Step 5 – Write a will or update your will.

Without a will or living trust, the assets you worked so hard to accumulate during your lifetime will be divided in whatever way the state you live in sees fit. If you’ve had a major life change since you wrote your will (such as marriage, divorce, birth of a child, or death of an immediate family member), dividing his estate could be very difficult without an updated will. To further protect your family, you should speak with your estate planning attorney about implementing various trusts and tax havens that can help preserve your wealth for future generations of your family.

Step 6 – Plan for state estate taxes.

Currently, Florida does not collect a state estate tax, although things were different before January 1, 2005, when Florida, like many other states, collected a separate state estate tax in addition to the federal estate tax, called “collection tax”. ” The collection tax was equal to a portion of the total federal estate tax bill. The federal estate tax is scheduled to disappear entirely in 2010, but then provisions of the Tax Relief and Economic Growth Reconciliation Act will expire and the estate tax, along with the collection tax, will return on January 1, 2011. In 2011, there is a possibility that your estate will be double taxed.The year 2010 will be an “uncapped” year in which The EGTRRA will no longer offer protection to those with a net worth of less than $1 million With more families exposed to estate tax, it is imperative that you sit down with your estate planning attorney and discuss drafting a combination of will and estate. escrow as soon as possible.
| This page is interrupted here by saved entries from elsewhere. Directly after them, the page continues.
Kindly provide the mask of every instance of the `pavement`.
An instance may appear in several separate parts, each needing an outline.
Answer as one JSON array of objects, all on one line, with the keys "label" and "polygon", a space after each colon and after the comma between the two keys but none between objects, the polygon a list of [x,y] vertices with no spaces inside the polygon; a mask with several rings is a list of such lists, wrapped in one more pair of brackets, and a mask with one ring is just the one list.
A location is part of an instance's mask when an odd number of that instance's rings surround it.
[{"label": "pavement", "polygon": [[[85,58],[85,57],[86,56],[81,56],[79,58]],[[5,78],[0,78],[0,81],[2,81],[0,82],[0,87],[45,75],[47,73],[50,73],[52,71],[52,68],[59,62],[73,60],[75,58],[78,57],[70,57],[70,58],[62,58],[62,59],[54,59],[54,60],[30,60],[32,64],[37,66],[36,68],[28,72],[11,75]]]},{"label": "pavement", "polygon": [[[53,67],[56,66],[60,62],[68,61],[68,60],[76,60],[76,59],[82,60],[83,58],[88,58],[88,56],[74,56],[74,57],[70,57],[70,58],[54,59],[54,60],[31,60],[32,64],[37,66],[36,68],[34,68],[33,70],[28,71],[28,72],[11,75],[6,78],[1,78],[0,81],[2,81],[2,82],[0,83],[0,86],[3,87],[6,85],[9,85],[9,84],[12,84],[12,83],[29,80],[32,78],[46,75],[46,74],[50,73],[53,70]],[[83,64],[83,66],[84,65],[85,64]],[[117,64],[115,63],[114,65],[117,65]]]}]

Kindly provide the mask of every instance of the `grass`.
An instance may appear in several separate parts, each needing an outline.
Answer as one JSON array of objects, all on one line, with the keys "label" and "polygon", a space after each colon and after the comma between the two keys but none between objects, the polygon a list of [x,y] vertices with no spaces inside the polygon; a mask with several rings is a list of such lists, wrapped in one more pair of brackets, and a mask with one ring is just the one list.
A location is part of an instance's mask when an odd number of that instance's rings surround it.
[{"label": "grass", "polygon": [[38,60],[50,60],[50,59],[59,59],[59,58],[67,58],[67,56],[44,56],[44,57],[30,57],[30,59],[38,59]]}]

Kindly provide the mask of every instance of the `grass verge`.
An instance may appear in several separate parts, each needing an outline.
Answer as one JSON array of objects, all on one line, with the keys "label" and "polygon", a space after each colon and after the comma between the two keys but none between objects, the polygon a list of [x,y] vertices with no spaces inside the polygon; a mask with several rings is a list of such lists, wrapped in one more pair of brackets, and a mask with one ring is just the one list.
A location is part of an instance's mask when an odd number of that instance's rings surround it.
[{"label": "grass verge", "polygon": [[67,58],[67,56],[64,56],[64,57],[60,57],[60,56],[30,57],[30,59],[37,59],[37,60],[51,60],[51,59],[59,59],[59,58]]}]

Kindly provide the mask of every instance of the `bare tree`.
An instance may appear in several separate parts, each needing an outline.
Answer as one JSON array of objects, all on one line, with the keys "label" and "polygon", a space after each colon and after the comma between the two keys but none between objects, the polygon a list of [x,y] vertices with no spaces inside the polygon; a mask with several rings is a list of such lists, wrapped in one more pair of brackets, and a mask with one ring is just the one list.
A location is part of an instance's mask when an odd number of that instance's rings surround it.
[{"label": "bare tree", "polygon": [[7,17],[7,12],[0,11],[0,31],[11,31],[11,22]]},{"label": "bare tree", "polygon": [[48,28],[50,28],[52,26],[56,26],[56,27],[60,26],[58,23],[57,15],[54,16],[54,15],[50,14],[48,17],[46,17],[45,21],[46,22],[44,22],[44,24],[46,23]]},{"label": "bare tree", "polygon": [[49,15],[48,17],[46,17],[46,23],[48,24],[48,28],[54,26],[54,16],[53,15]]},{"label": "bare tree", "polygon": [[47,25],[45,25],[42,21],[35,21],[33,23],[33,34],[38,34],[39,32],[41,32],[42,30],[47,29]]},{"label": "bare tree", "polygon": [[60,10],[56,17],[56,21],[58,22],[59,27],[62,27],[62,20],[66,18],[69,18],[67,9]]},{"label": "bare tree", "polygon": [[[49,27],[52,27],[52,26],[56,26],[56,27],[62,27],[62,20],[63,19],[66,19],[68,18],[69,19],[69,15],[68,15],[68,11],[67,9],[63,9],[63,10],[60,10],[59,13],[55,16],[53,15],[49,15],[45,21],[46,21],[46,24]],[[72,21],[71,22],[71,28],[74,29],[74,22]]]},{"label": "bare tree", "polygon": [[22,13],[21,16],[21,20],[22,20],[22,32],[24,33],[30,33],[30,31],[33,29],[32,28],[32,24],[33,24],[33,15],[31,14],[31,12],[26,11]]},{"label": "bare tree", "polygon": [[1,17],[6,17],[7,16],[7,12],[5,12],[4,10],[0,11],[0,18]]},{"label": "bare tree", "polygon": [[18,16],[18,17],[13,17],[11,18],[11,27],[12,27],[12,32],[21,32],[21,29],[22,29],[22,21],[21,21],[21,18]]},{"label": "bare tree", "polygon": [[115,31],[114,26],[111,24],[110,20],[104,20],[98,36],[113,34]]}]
Step 7 – Title your assets correctly.

A married couple whose wills establish a credit protection trust to preserve the estate tax exemption of the first spouse who dies without bankrupting the surviving spouse must keep their assets titled in each spouse’s name separately or they will not qualify for bankruptcy. the benefit. . If, instead, they want their assets to be distributed through living trusts, they must remember to retitle their assets to the name of the trust. If you don’t title your assets correctly, you can defeat any specific intentions you have in forming your asset protection plan. If you are unsure how to title your assets in a way that ensures your desired outcome, you should contact your estate planning attorney and request a consultation.

Step 8 – Be generous.

Any individual can give up to $13,000 per year in cash, stock or other property to any other individual without worrying about gift or estate tax consequences. One person is also allowed to pay another person’s college or private school tuition, as long as the check is sent directly to the school, in addition to the $13,000 gift allowance. The same applies to medical expenses, as long as the check is sent directly to the health care provider. You also have the ability to donate up to $1 million to anyone and receive a single lifetime gift tax exclusion. As the old saying goes, give and you shall receive.

While these eight steps will provide you with basic protection, for a truly comprehensive asset protection plan, contact your estate planning attorney and work together to create a plan for your future and your family’s financial future for generations to come.